As the sun fell behind the trees and the sky turned from blue, to orange, to gray, Penny laid her head on her arms, and let her eyelids flutter and close.


  1. There is a lot of redundancy in this opening. The second paragraph says the same thing as the first, then paragraphs five and six says it again in more detail.

    Consider starting with paragraph six. It says what happened to mom in a poignant way without belaboring it.

    Two things bother me.
    o The tone of this piece is one of overwhelming sadness. I'm not sure it would entice youngsters to keep reading. Consider adding some element of strength or hope.

    o The last sentence sounds like we are going to drop into a dream sequence. To me that implies the opening is meant to avoid the cliche of opening with a dream. For me, it doesn't work.

  2. Very good discription in your work. I could imagine it as I was reading. I little depressing. I was confused you said Papa and then father. Is Papa her father or her grandfather? You are a great writer.

  3. Even though you explain it, I had a knee-jerk reaction to "best friend," knowing that a mother and a child can't/should never be best friends.

    In paragraph 3, the first "stay" was at the cemetery, and it almost sounded like the second "stay" was referring to that. Maybe say "stay inside the house."

    "Her and her mama" is grammatically incorrect. Should be "...she and her mama".

    How does Penny know what the people are doing in the house if she's sitting on a boulder? She can imagine it, but not actually know.

    Pink blossomed trees would indicate spring and warm weather, but then she's wearing a velvet dress with sleeves long enough to wipe he nose on.

    With knees to chest, you might tuck the dress around the shoes, but you can't tuck the shoes under the dress.

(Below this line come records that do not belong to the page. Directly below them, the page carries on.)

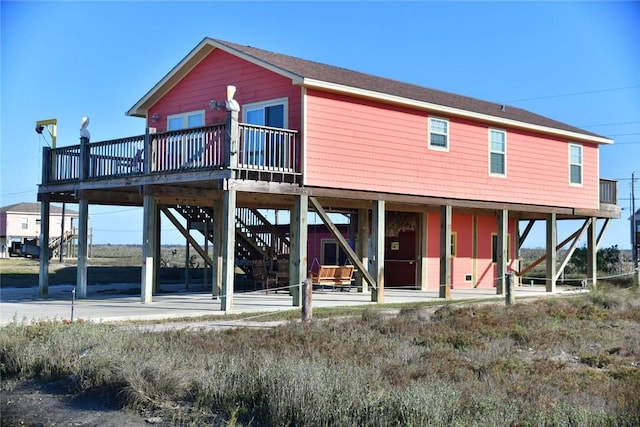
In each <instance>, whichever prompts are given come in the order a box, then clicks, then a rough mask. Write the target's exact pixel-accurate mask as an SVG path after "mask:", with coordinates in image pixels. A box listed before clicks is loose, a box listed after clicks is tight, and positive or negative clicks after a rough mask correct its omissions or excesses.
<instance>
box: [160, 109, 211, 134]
mask: <svg viewBox="0 0 640 427" xmlns="http://www.w3.org/2000/svg"><path fill="white" fill-rule="evenodd" d="M200 126H204V110H200V111H190V112H188V113H182V114H173V115H171V116H168V117H167V130H180V129H188V128H197V127H200Z"/></svg>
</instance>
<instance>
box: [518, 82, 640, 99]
mask: <svg viewBox="0 0 640 427" xmlns="http://www.w3.org/2000/svg"><path fill="white" fill-rule="evenodd" d="M637 88H640V85H634V86H623V87H614V88H609V89H598V90H587V91H583V92H573V93H563V94H559V95H546V96H538V97H533V98H521V99H510V100H507V101H505V102H522V101H536V100H539V99H551V98H562V97H565V96H578V95H589V94H592V93H603V92H615V91H619V90H627V89H637Z"/></svg>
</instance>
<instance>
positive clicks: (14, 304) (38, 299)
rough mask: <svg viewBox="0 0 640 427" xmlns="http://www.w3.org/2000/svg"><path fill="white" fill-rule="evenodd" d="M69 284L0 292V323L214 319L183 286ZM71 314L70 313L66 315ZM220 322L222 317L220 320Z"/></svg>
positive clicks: (432, 300) (492, 291)
mask: <svg viewBox="0 0 640 427" xmlns="http://www.w3.org/2000/svg"><path fill="white" fill-rule="evenodd" d="M73 290H74V286H72V285H59V286H50V287H49V295H48V297H47V298H39V297H38V288H37V287H35V288H3V289H0V325H7V324H9V323H10V322H12V321H24V322H36V321H40V320H70V319H71V316H72V315H73V319H74V320H78V319H82V320H85V321H95V322H115V321H124V320H149V321H151V320H159V319H175V318H190V317H193V318H197V317H202V316H210V315H220V316H224V314H225V313H224V312H223V311H221V304H220V300H219V299H213V298H212V296H211V294H210V293H209V292H206V291H205V290H204V289H195V290H193V288H192V290H191V291H190V292H186V291H185V289H184V285H163V286H162V290H163V292H162V293H161V294H159V295H155V296H154V297H153V301H152V302H151V303H148V304H144V303H142V302H141V301H140V285H139V284H131V283H129V284H109V285H90V286H89V287H88V289H87V298H85V299H81V300H79V299H74V298H73V296H74V295H73ZM581 291H582V289H580V288H576V287H558V288H557V290H556V292H555V293H554V294H551V293H548V292H546V291H545V289H544V287H543V286H533V287H529V286H521V287H517V288H516V290H515V297H516V303H517V301H518V299H519V298H530V297H545V296H551V295H558V294H567V293H576V292H581ZM495 298H501V299H502V300H503V301H504V297H503V296H499V295H496V291H495V289H453V290H452V291H451V299H452V300H465V299H478V300H489V299H495ZM438 300H440V301H443V300H442V299H440V298H438V290H437V289H434V290H432V291H431V290H430V291H418V290H412V289H398V288H387V289H385V301H384V302H385V303H407V302H419V301H438ZM358 305H371V306H375V305H376V304H375V303H373V302H371V295H370V294H363V293H358V292H356V290H355V289H353V290H351V292H340V291H331V290H321V291H315V292H314V293H313V307H314V308H317V307H339V306H358ZM233 307H234V310H233V312H234V313H256V315H257V314H259V313H263V312H274V311H282V310H298V311H300V307H293V305H292V299H291V297H290V296H289V295H288V293H286V292H279V293H274V292H269V293H268V294H267V293H265V292H264V291H256V292H243V293H236V294H235V295H234V302H233ZM72 310H73V313H72ZM221 320H223V319H221Z"/></svg>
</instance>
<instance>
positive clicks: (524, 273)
mask: <svg viewBox="0 0 640 427" xmlns="http://www.w3.org/2000/svg"><path fill="white" fill-rule="evenodd" d="M578 234H580V230H577V231H574V232H573V234H571V236H569V237H567V238H566V239H564V240H563V241H562V242H561V243H559V244H557V245H556V251H557V250H558V249H560V248H563V247H564V245H566V244H567V243H569V242H570V241H571V240H573V239H575V238H576V236H577V235H578ZM546 259H547V255H546V254H545V255H543V256H541V257H540V258H538V259H537V260H535V261H533V262H532V263H531V264H529V265H528V266H527V267H526V268H525V269H524V270H521V271H519V272H516V274H518V275H519V276H524V275H525V274H527V273H528V272H529V271H531V270H532V269H533V268H534V267H535V266H537V265H538V264H540V263H541V262H542V261H544V260H546Z"/></svg>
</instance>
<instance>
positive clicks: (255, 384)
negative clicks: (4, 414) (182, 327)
mask: <svg viewBox="0 0 640 427" xmlns="http://www.w3.org/2000/svg"><path fill="white" fill-rule="evenodd" d="M639 307H640V296H639V295H638V293H637V292H636V291H632V290H624V289H602V288H600V289H599V290H598V291H594V292H591V293H589V294H584V295H582V296H579V297H572V298H555V299H554V298H545V299H543V300H538V301H535V302H529V303H524V304H522V303H521V304H516V305H514V306H511V307H504V306H500V305H469V306H465V307H462V308H460V307H457V308H454V307H452V306H443V307H441V308H439V309H434V308H433V307H419V306H410V307H407V308H404V309H402V310H400V312H399V314H397V315H389V314H388V311H378V310H375V309H368V310H366V311H364V312H363V314H362V315H361V316H359V317H357V318H341V319H323V320H321V321H315V322H311V323H310V324H301V323H297V322H296V323H290V324H287V325H285V326H282V327H279V328H275V329H271V330H266V331H265V330H251V329H235V330H227V331H224V332H213V331H199V332H188V331H185V330H182V331H171V332H162V333H152V332H136V331H134V330H132V329H131V328H125V327H122V326H116V325H105V324H88V323H83V324H80V323H75V324H62V323H59V322H50V323H43V324H39V325H25V324H22V323H21V322H14V323H13V324H11V325H9V326H7V327H5V328H3V329H2V330H0V363H1V369H2V374H3V376H10V377H13V378H22V379H27V378H37V379H40V380H41V381H50V380H60V379H66V380H67V381H68V382H69V386H70V388H71V389H72V390H73V391H74V392H77V393H87V392H92V393H95V392H102V393H105V395H109V396H116V398H117V399H118V402H119V404H120V405H123V406H128V407H134V408H138V409H144V410H146V411H155V412H158V413H165V414H166V413H171V414H173V415H172V417H173V418H171V417H170V418H169V419H173V421H172V424H173V425H189V424H194V425H197V424H216V425H222V424H223V423H230V424H236V425H238V424H241V425H281V426H286V425H296V426H316V425H332V426H334V425H335V426H352V425H381V426H391V425H416V426H450V425H465V426H487V425H492V426H512V425H518V426H529V425H531V426H534V425H535V426H540V425H542V426H544V425H549V426H551V425H553V426H556V425H559V426H563V425H566V426H570V425H580V426H600V425H601V426H617V425H621V426H625V425H628V426H632V425H639V424H640V394H638V390H640V331H639V330H638V322H640V310H639Z"/></svg>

    I'd put detials of the mom's illness later in the book and concentrate on the now, but mentioning the things left behind is a good way to establish the chracters and their relationship.

    Pretty relentlessly sad for an opening where we don't know the MC very well yet. I agree that there's repetition and that you could tighten this quite a bit and get the same effect.

  4. I agree that the tone of this is quite sad, and while I found some of the language very well done, I thought it might be too elevated for such a young audience. I think if you scale back on the "poetic descriptions" then the ones you keep will really pop.

  5. Sad yes, but that didn't bother me too much (although I couldn't see someone letting a 10yo put the first shovel of dirt in the grave). The writing is pretty, but I think the description could be dialed back a bit and move on to a personal interaction faster.

  6. Some evocative and poignant descriptions throughout this piece. I could imagine it as a story for a much older reading audience, so maybe shortening it with less of the descriptions (they are beautifully done, just maybe too many). Starting further down the page would help that.
    Maybe even some dialogue to break it up might help too. So more white page space.
    This would also let you get into the magical bit that looks like it's about to happen (i.e. the wish garden??)
    Keep writing and re-writing - you have a lovely sense of setting, I thought.

  7. If you're going for magical realism, you might want to hint at it somewhere in the first two pages. There's a ton of reflection going on for a 10-y-o, and maybe your protagonist is reflective, but I'm not sure many of your readers will be. Think about getting to some sort of action sooner and later going back to reflect (since sometimes it takes time before we can reflect on grief, anyway?). That being said, as an adult, I like your descriptions. Something else you could consider is targeting an older audience.